This Industry Insights post is one in a series from AWS thought leaders in healthcare, life sciences, and genomics- exploring the impact of technological innovation and cloud computing in their industries
The conference season is in full swing and finally in person again, after more than two years of virtual events due to COVID-19. As I was coming home from my latest event, I started thinking about the meetings, the dinners, the sessions, and all of the wonderful people I saw again after such a long hiatus and also those I met for the first time. And, as I thought back on the many conversations, I started to see a pattern emerge. Nearly everyone I talked to wanted to see healthcare move toward personalization, as it can be both more cost-effective and better for patient outcomes. As healthcare leaders, we all want better outcomes, more equitable access to care, and ultimately healthier communities.
However, before an organization can even begin to think about personalized healthcare, it needs to think about personal data. And in this case, I mean specifically personal healthcare data – things like clinical notes, payment data, medical images, and test results. Healthcare organizations must think about not only protecting that data, but also making sure it is available at all times. After all, we know that disasters are not an “if”, but a “when.”
Disasters, whether human-made or natural are unavoidable, so planning for them is critical to ensuring delivery of care, regardless of the situation. And, while most are aware of and planning for high-profile data breaches and ransomware, many are not considering the most common types of IT disasters, such as lost laptops, access control errors, server configuration errors, and employee security lapses. In the healthcare industry, where every second is critical, IT downtime can impact data access and cause interruptions in operational and clinical performance system-wide, resulting in patients not receiving the care they need when they need it.
Historically, disaster planning and ransomware mitigation solutions have focused on being able to respond and recover. But, as defined by the NIST cybersecurity framework (CSF), there is a need to implement the capabilities to identify, protect, and detect across the spectrum of vulnerabilities, coupled with understanding the tactics, techniques, and procedures (TTPs) that threat actors use to gain access to IT systems. Organizations can fortify their cybersecurity resiliency with deeper layers of protection and detection and appropriate courses of action that can be automated to prevent an incident, not just respond to it.
Resiliency is core to what really matters in cybersecurity, as it covers the ability to address disasters and disaster recovery along with ensuring the availability of data and applications. And resiliency design principles apply to everything – you should plan on having resilient applications, networks, data, people, etc. Being resilient means you are prepared not only to “bounce back quickly”, but also to prevent and mitigate. Modern cloud infrastructures, such as the AWS cloud, are designed with security as a top priority and also to be resilient by design.
As cloud computing services evolve, they also support more layers of protective and detective capabilities at their core. A good example is Amazon simple storage services (S3) – not only does it have a data durability measure of eleven 9’s (99.999999999%), but also enables a deeper layer of network protection with a private link from on-premises locations to AWS. AWS continues to add multiple layers of protective and detective controls to its services, and the durability of S3 storage can be seen as an additional layer of resiliency by design.
Having a centralized data backup and recovery strategy and solution is also critical to data resiliency. A solution such as AWS Backup makes it easy for an organization to centrally automate the backup and restoration of application data. It enables an organization to centrally create and manage immutable backups of S3 data, protect data from inadvertent or malicious actions, and restore the data to a specified point-in-time.
AWS has been architected to be the most flexible and secure cloud computing environment available today — backed by a deep set of cloud security tools and more than 200 security, compliance, and governance services and key features. We have a shared responsibility model with our customers to enable maximum protection, and we provide a wide variety of best practices documents, encryption tools, and other guidance our customers can leverage in delivering application-level security measures. In addition, AWS partners offer hundreds of solutions, tools, and features to help customers meet their security objectives, ranging from network security, configuration management, access control, and data encryption.

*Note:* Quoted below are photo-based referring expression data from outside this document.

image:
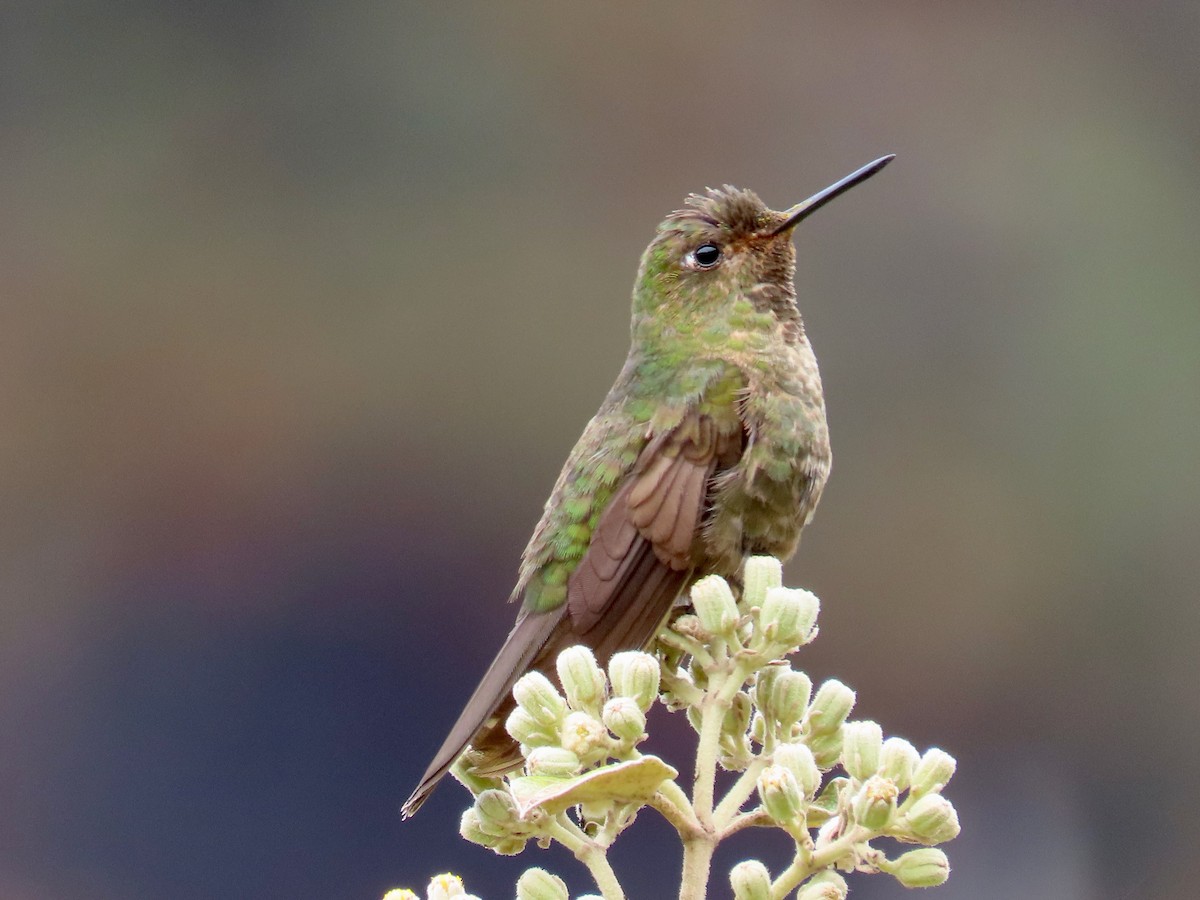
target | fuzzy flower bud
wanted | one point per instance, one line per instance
(444, 886)
(750, 881)
(497, 811)
(540, 885)
(780, 795)
(933, 772)
(760, 575)
(583, 736)
(790, 697)
(861, 745)
(538, 697)
(875, 803)
(714, 604)
(783, 696)
(526, 730)
(829, 707)
(825, 886)
(624, 718)
(898, 760)
(472, 828)
(799, 761)
(552, 761)
(826, 749)
(737, 718)
(933, 820)
(789, 615)
(635, 676)
(924, 868)
(581, 677)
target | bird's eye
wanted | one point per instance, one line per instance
(707, 256)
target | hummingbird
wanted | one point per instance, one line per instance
(711, 447)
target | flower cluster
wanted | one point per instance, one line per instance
(832, 784)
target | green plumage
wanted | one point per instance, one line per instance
(711, 447)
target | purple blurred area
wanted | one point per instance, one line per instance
(303, 305)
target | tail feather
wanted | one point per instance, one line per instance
(523, 643)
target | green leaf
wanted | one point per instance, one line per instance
(633, 781)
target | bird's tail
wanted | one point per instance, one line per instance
(491, 702)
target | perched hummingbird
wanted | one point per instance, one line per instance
(711, 447)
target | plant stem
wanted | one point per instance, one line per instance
(738, 793)
(591, 853)
(808, 862)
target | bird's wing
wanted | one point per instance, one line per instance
(645, 546)
(648, 538)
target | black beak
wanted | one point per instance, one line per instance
(803, 210)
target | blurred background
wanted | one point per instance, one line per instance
(303, 305)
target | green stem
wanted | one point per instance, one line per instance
(697, 861)
(712, 715)
(809, 862)
(738, 795)
(588, 852)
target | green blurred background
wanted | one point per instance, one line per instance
(303, 305)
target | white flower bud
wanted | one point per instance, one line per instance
(780, 795)
(714, 604)
(583, 736)
(789, 615)
(875, 803)
(737, 717)
(799, 761)
(933, 820)
(790, 699)
(933, 772)
(636, 676)
(497, 811)
(581, 677)
(537, 696)
(757, 577)
(826, 749)
(624, 718)
(526, 730)
(924, 868)
(829, 707)
(759, 729)
(552, 761)
(826, 885)
(898, 760)
(861, 745)
(539, 885)
(444, 886)
(750, 881)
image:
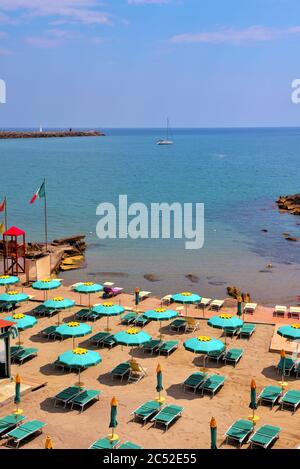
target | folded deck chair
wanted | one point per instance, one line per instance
(129, 445)
(239, 431)
(167, 415)
(233, 355)
(247, 330)
(290, 399)
(121, 371)
(178, 324)
(264, 436)
(270, 395)
(212, 384)
(128, 318)
(194, 381)
(9, 422)
(104, 443)
(289, 366)
(16, 436)
(137, 372)
(24, 354)
(67, 395)
(151, 346)
(146, 411)
(168, 347)
(84, 398)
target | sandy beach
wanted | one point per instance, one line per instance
(70, 429)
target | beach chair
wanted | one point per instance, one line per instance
(178, 325)
(67, 395)
(16, 436)
(24, 354)
(270, 395)
(128, 318)
(216, 305)
(151, 346)
(141, 321)
(250, 308)
(146, 411)
(9, 422)
(104, 443)
(167, 415)
(129, 445)
(239, 431)
(280, 311)
(217, 356)
(168, 347)
(289, 366)
(136, 372)
(84, 398)
(213, 384)
(121, 371)
(247, 330)
(233, 355)
(194, 381)
(99, 337)
(264, 436)
(290, 399)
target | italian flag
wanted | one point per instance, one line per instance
(40, 193)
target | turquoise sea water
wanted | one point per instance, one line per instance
(236, 173)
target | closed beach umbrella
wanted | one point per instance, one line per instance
(86, 288)
(73, 329)
(213, 434)
(160, 314)
(45, 285)
(108, 309)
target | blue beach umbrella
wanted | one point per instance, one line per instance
(108, 309)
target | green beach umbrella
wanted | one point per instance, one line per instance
(108, 309)
(73, 329)
(213, 434)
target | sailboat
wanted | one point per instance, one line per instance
(165, 141)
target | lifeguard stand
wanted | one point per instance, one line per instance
(14, 251)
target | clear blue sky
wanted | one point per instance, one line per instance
(131, 63)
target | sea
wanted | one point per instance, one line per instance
(237, 174)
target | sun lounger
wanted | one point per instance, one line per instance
(146, 411)
(24, 354)
(212, 384)
(121, 370)
(167, 415)
(233, 355)
(280, 311)
(250, 308)
(216, 305)
(129, 445)
(168, 347)
(128, 318)
(137, 372)
(151, 346)
(290, 399)
(264, 436)
(84, 398)
(16, 436)
(194, 381)
(9, 422)
(178, 324)
(104, 443)
(247, 330)
(270, 395)
(289, 366)
(67, 395)
(239, 431)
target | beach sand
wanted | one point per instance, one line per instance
(70, 429)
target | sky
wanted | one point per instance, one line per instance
(132, 63)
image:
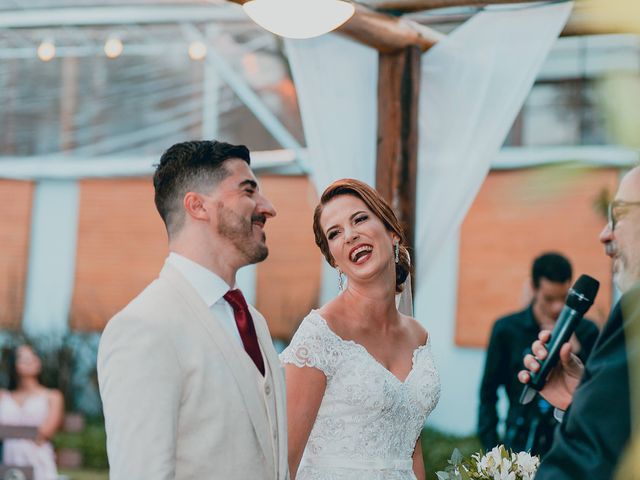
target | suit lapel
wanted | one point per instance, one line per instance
(239, 364)
(271, 357)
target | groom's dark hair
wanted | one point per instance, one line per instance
(553, 266)
(187, 167)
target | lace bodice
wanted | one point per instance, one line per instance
(369, 420)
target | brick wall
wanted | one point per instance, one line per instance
(121, 247)
(15, 219)
(289, 280)
(122, 244)
(517, 215)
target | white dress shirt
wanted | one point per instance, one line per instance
(211, 288)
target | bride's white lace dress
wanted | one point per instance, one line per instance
(369, 420)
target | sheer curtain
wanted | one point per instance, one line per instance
(473, 84)
(336, 82)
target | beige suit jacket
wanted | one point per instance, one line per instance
(180, 396)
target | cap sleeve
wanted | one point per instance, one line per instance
(313, 345)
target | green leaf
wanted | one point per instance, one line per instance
(464, 474)
(456, 457)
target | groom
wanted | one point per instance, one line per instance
(191, 386)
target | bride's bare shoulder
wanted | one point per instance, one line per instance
(416, 329)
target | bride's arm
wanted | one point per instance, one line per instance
(418, 461)
(305, 389)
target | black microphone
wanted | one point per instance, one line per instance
(579, 300)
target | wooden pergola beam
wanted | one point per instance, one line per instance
(386, 33)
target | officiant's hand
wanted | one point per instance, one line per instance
(564, 378)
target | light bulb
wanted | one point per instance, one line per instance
(46, 50)
(113, 47)
(197, 50)
(299, 18)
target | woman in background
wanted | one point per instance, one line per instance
(360, 377)
(28, 403)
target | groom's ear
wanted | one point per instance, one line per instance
(194, 206)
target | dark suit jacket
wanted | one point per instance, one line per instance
(597, 425)
(511, 339)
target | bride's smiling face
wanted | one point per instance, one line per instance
(358, 241)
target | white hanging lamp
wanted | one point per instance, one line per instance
(299, 18)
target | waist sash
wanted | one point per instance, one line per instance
(359, 464)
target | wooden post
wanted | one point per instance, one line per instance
(396, 168)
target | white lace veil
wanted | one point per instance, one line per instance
(404, 299)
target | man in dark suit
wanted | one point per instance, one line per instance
(596, 427)
(527, 427)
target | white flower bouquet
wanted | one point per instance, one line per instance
(498, 464)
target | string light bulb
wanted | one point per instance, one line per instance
(113, 47)
(197, 50)
(46, 50)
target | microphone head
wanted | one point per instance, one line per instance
(582, 294)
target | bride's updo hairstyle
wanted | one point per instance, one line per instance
(377, 205)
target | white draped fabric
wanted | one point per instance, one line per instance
(336, 82)
(473, 84)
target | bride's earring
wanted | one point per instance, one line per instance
(340, 279)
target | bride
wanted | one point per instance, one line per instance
(360, 376)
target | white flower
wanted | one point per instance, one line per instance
(527, 465)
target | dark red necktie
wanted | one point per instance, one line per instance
(245, 326)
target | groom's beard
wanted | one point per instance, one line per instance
(239, 230)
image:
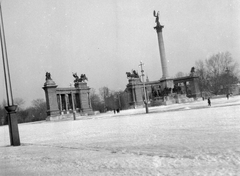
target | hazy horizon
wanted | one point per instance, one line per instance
(106, 39)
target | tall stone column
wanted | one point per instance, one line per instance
(163, 59)
(51, 99)
(83, 90)
(166, 81)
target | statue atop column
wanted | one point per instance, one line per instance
(48, 76)
(158, 27)
(49, 80)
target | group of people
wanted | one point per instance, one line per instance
(116, 110)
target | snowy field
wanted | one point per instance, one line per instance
(181, 139)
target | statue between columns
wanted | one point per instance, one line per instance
(82, 78)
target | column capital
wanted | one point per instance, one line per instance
(158, 28)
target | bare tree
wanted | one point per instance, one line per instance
(212, 73)
(20, 102)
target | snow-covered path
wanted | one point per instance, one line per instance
(183, 139)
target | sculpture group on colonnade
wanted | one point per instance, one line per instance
(82, 78)
(134, 74)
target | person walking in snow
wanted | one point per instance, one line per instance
(209, 101)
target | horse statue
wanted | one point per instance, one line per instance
(82, 78)
(134, 74)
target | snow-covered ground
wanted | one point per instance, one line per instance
(180, 139)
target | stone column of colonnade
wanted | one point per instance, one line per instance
(163, 59)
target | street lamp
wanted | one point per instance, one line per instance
(228, 77)
(144, 89)
(10, 108)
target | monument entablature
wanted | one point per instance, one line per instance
(66, 100)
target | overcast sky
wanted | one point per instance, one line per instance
(105, 39)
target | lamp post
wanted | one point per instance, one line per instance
(10, 108)
(119, 100)
(228, 77)
(144, 89)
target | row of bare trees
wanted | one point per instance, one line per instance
(36, 112)
(108, 99)
(218, 73)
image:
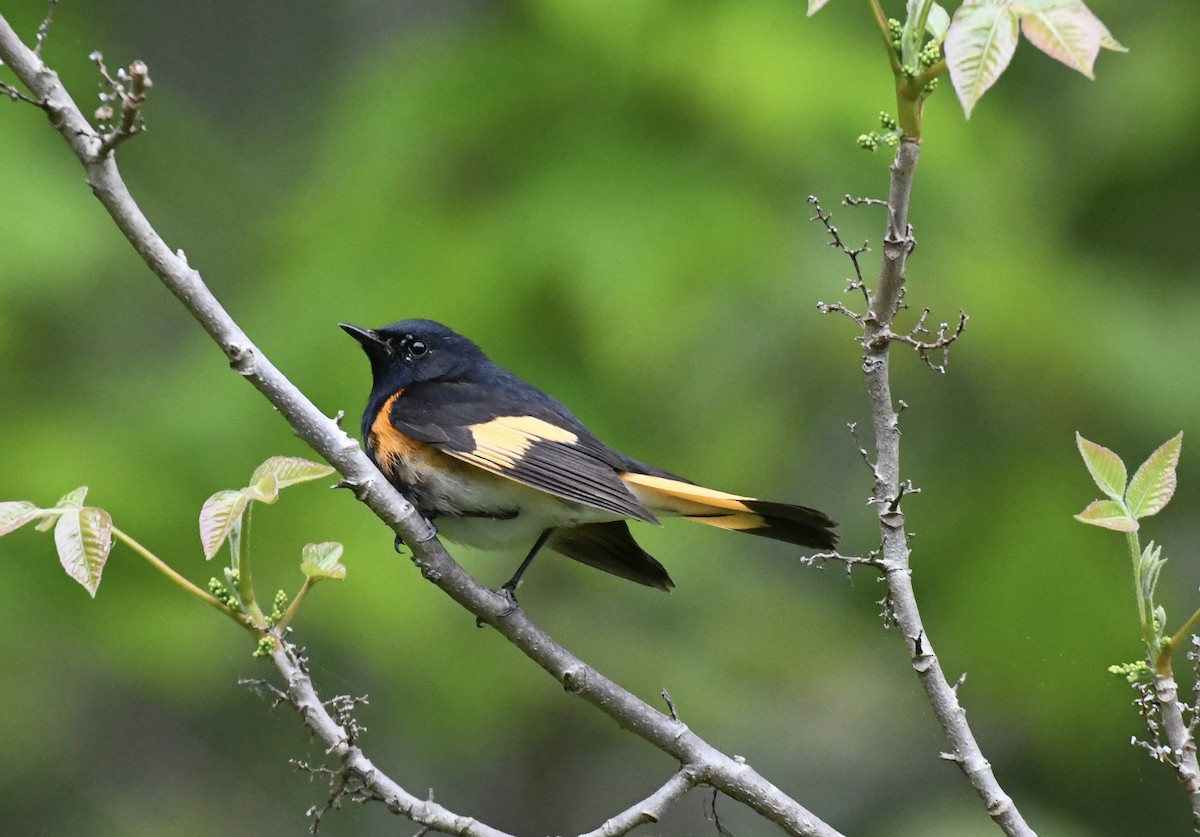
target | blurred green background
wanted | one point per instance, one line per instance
(610, 197)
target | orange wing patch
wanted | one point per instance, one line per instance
(391, 447)
(502, 443)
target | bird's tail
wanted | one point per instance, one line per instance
(784, 522)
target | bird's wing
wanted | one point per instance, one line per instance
(520, 433)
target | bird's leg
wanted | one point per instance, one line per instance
(510, 586)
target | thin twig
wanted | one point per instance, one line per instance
(131, 100)
(852, 253)
(649, 810)
(43, 29)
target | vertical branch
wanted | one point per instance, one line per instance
(889, 492)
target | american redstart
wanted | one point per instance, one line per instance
(495, 462)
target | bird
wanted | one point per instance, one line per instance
(495, 462)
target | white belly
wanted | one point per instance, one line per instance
(479, 497)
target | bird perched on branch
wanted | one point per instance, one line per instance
(495, 462)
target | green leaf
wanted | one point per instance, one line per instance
(323, 560)
(1109, 515)
(937, 23)
(291, 470)
(1153, 483)
(267, 489)
(978, 47)
(1104, 465)
(70, 500)
(1065, 30)
(84, 537)
(220, 515)
(16, 513)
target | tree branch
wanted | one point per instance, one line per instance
(649, 810)
(730, 775)
(889, 489)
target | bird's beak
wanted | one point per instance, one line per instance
(367, 337)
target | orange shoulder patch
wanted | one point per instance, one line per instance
(390, 445)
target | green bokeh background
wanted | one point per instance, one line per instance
(610, 197)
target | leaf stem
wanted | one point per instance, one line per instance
(881, 20)
(1135, 554)
(169, 572)
(294, 606)
(239, 545)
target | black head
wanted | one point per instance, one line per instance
(412, 351)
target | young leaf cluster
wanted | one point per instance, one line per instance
(1127, 501)
(84, 535)
(977, 44)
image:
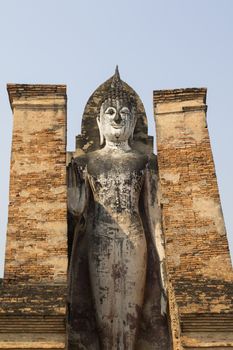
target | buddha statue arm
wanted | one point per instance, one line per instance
(77, 190)
(153, 215)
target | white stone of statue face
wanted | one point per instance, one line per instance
(116, 123)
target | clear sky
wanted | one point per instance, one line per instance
(158, 44)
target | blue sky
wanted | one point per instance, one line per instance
(157, 45)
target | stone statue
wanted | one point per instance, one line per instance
(110, 202)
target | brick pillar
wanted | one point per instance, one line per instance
(197, 253)
(36, 249)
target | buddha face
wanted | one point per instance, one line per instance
(116, 123)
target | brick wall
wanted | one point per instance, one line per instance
(197, 254)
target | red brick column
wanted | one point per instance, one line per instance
(36, 248)
(197, 253)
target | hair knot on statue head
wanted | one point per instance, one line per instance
(117, 92)
(117, 118)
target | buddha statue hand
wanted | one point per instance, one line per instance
(76, 191)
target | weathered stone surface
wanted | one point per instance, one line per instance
(197, 253)
(36, 236)
(33, 294)
(117, 253)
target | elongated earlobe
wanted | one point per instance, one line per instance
(100, 131)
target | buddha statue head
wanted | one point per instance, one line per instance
(117, 118)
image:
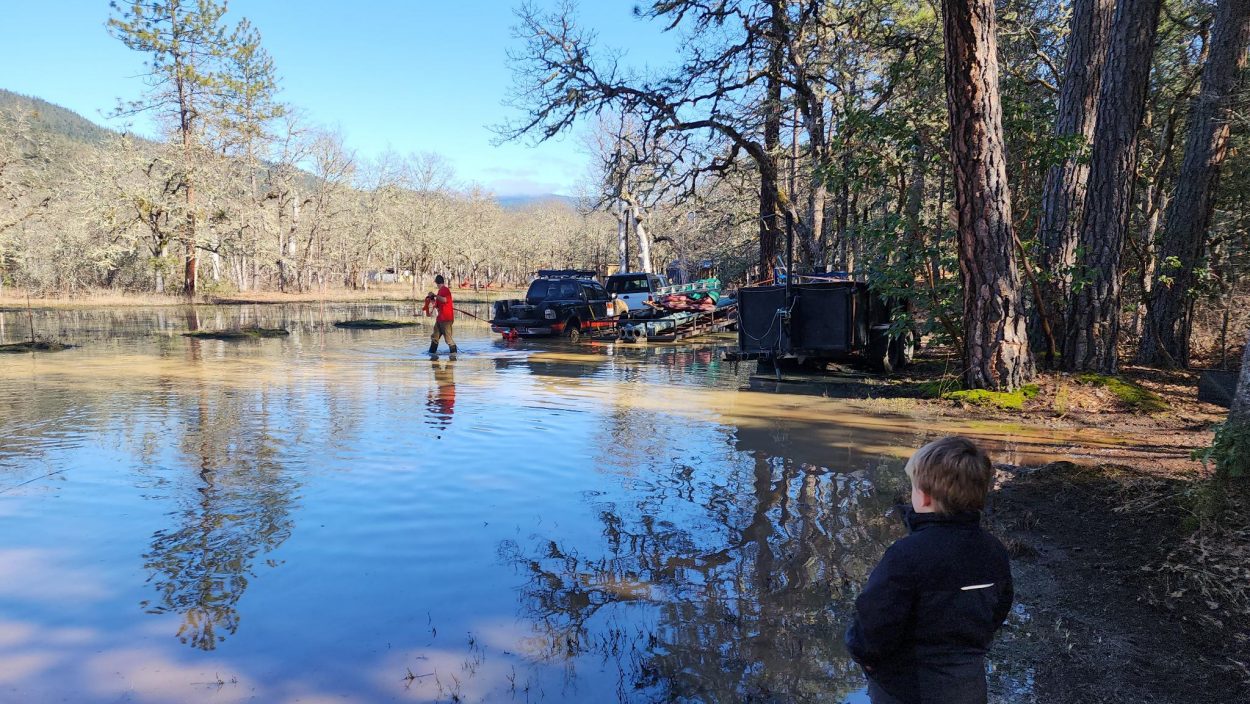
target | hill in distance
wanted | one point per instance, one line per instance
(64, 123)
(54, 119)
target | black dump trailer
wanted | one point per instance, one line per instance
(816, 323)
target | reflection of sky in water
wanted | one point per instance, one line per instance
(333, 517)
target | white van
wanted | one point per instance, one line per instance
(635, 288)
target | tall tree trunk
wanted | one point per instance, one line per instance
(996, 353)
(770, 181)
(1166, 335)
(1240, 410)
(1094, 320)
(621, 236)
(644, 240)
(1064, 191)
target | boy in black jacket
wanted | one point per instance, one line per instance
(933, 604)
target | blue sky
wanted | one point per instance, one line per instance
(421, 75)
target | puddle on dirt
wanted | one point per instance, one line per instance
(335, 515)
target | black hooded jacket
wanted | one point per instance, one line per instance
(930, 608)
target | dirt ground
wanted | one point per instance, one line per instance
(1105, 617)
(1124, 598)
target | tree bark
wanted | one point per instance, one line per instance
(1165, 338)
(1093, 326)
(1240, 410)
(644, 240)
(770, 181)
(621, 238)
(1064, 190)
(996, 353)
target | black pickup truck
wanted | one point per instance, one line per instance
(568, 303)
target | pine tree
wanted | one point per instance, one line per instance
(185, 41)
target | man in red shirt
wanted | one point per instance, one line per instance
(445, 318)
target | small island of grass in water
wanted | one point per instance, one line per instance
(34, 345)
(375, 324)
(243, 334)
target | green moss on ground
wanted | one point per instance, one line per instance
(1130, 393)
(244, 334)
(375, 324)
(39, 345)
(1005, 400)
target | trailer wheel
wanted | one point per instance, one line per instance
(879, 352)
(903, 350)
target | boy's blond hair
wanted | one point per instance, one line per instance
(954, 472)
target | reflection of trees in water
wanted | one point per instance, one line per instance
(239, 509)
(749, 584)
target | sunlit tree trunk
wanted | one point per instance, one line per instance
(621, 236)
(644, 240)
(996, 353)
(1165, 338)
(1094, 320)
(1240, 410)
(1064, 191)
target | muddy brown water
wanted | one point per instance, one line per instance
(335, 517)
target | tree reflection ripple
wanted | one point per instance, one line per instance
(740, 594)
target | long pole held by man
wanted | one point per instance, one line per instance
(446, 315)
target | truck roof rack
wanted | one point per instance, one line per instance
(568, 273)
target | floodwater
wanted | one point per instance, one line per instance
(335, 517)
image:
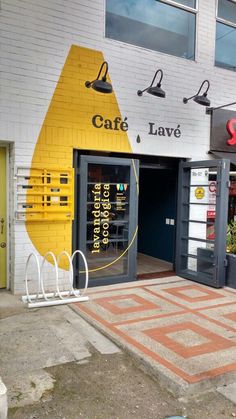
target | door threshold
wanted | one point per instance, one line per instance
(153, 275)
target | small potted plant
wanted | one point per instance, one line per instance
(231, 255)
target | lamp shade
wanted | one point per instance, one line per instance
(156, 91)
(202, 100)
(102, 86)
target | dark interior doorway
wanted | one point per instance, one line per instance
(157, 218)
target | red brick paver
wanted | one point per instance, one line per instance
(184, 327)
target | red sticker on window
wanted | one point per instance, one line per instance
(231, 128)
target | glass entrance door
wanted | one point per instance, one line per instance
(107, 218)
(202, 221)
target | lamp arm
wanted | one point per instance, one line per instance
(159, 83)
(101, 68)
(208, 86)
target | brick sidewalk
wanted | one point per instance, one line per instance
(185, 329)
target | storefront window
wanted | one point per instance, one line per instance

As our customers know, AWS is, and always has been focused on security, and for healthcare organizations intending to provide personalized care that is dependent upon multitudes of data and analyses, this security foundation could not be more critical. If you are one of these organizations, please look at your security posture, your data access points, your storage systems, and your disaster response plans, and build a robust resiliency plan that can not only respond and recover, but prevent, detect, and mitigate. After all, as healthcare leaders our focus is on the best possible care, and that care can not be delivered if we are not able to depend on and leverage best-in-class systems to help us deliver that care.